Another man had murmured that word a little while ago, and it was still vibrating in her ear and in her heart. She could see him also, this other man, devouring her with his fixed look; and, if he had been near her at that moment, she would have flung herself into his arms!
[CHAPTER VII.]
ATTAINMENT
Christiane, who had not gone to sleep till a very late hour, awoke as soon as the sun cast a flood of red light into her room through the window which she had left wide open. She glanced at her watch—it was five o'clock—and remained lying on her back deliciously in the warmth of the bed. It seemed to her, so active and full of joy did her soul feel, that a happiness, a great happiness, had come to her during the night. What was it? She sought to find out what it was; she sought to find out what was this new source of happiness which had thus penetrated her with delight. All her sadness of the night before had vanished, melted away, during sleep.

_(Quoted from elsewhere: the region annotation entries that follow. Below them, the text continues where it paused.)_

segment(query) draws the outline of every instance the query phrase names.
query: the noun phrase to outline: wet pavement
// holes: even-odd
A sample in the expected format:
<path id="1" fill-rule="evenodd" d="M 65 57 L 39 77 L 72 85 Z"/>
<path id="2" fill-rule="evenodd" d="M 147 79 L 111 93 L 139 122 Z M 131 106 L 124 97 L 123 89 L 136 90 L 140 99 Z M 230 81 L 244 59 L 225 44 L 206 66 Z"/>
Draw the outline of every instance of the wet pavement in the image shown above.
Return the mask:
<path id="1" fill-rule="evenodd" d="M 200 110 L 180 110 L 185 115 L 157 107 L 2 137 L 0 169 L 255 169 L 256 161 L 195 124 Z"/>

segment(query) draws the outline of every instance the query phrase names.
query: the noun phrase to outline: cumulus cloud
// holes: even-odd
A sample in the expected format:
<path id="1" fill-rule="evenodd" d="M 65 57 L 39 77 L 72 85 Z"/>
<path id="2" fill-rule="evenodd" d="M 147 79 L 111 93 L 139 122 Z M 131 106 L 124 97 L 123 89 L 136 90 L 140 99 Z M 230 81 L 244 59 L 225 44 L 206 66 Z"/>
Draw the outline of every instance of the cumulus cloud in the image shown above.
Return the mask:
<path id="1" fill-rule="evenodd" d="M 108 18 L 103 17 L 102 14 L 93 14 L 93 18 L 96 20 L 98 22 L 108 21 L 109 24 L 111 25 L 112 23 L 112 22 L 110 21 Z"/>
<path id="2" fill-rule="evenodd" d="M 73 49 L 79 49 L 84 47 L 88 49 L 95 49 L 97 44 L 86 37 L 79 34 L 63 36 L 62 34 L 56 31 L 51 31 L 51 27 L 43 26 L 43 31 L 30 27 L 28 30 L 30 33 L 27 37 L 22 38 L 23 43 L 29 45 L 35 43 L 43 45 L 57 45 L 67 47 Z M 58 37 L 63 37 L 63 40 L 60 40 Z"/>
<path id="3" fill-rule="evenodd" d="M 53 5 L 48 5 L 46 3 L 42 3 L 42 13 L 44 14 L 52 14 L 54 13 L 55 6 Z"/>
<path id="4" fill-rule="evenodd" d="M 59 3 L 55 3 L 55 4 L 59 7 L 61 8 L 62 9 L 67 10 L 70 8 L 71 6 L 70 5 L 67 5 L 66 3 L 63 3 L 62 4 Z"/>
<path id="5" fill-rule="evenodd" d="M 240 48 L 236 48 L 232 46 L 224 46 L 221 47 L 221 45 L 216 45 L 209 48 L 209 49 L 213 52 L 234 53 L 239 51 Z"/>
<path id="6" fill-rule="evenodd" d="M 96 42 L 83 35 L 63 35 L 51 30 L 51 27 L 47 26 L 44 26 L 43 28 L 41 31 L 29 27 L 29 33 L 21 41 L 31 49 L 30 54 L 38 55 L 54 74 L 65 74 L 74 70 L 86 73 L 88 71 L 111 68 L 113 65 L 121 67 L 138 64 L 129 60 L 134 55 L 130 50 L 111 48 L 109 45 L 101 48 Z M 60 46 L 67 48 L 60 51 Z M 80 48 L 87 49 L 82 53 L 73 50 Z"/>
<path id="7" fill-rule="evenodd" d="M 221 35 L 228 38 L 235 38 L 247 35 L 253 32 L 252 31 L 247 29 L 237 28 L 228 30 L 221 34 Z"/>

So Paul Bretigny loved her! How different he appeared to her from the first day! In spite of all the efforts of her memory, she could not bring back her first impression of him; she could not even recall to her mind the man introduced to her by her brother. He whom she knew to-day had retained nothing of the other, neither the face nor the bearing—nothing—for his first image had passed, little by little, day by day, through all the slow modifications which take place in the soul with regard to a being who from a mere acquaintance has come to be a familiar friend and a beloved object. You take possession of him hour by hour without suspecting it; possession of his movements, of his attitudes, of his physical and moral characteristics. He enters into you, into your eyes and your heart, by his voice, by all his gestures, by what he says and by what he thinks. You absorb him; you comprehend him; you divine him in all the meanings of his smiles and of his words; it seems at last that he belongs entirely to you, so much do you love, unconsciously still, all that is his and all that comes from him.
Then, too, it is impossible to remember what this being was like—to your indifferent eyes—when first he presented himself to your gaze. So then Paul Bretigny loved her! Christiane experienced from this discovery neither fear nor anguish, but a profound tenderness, an immense joy, new and exquisite, of being loved—of knowing that she was loved.
She was, however, a little disturbed as to the attitude that he would assume toward her and that she should preserve toward him. But, as it was a matter of delicacy for her conscience even to think of these things, she ceased to think about them, trusting to her own tact and ingenuity to direct the course of events.
She descended at the usual hour, and found Paul smoking a cigarette before the door of the hotel. He bowed respectfully to her:
"Good day, Madame. You feel well this morning?"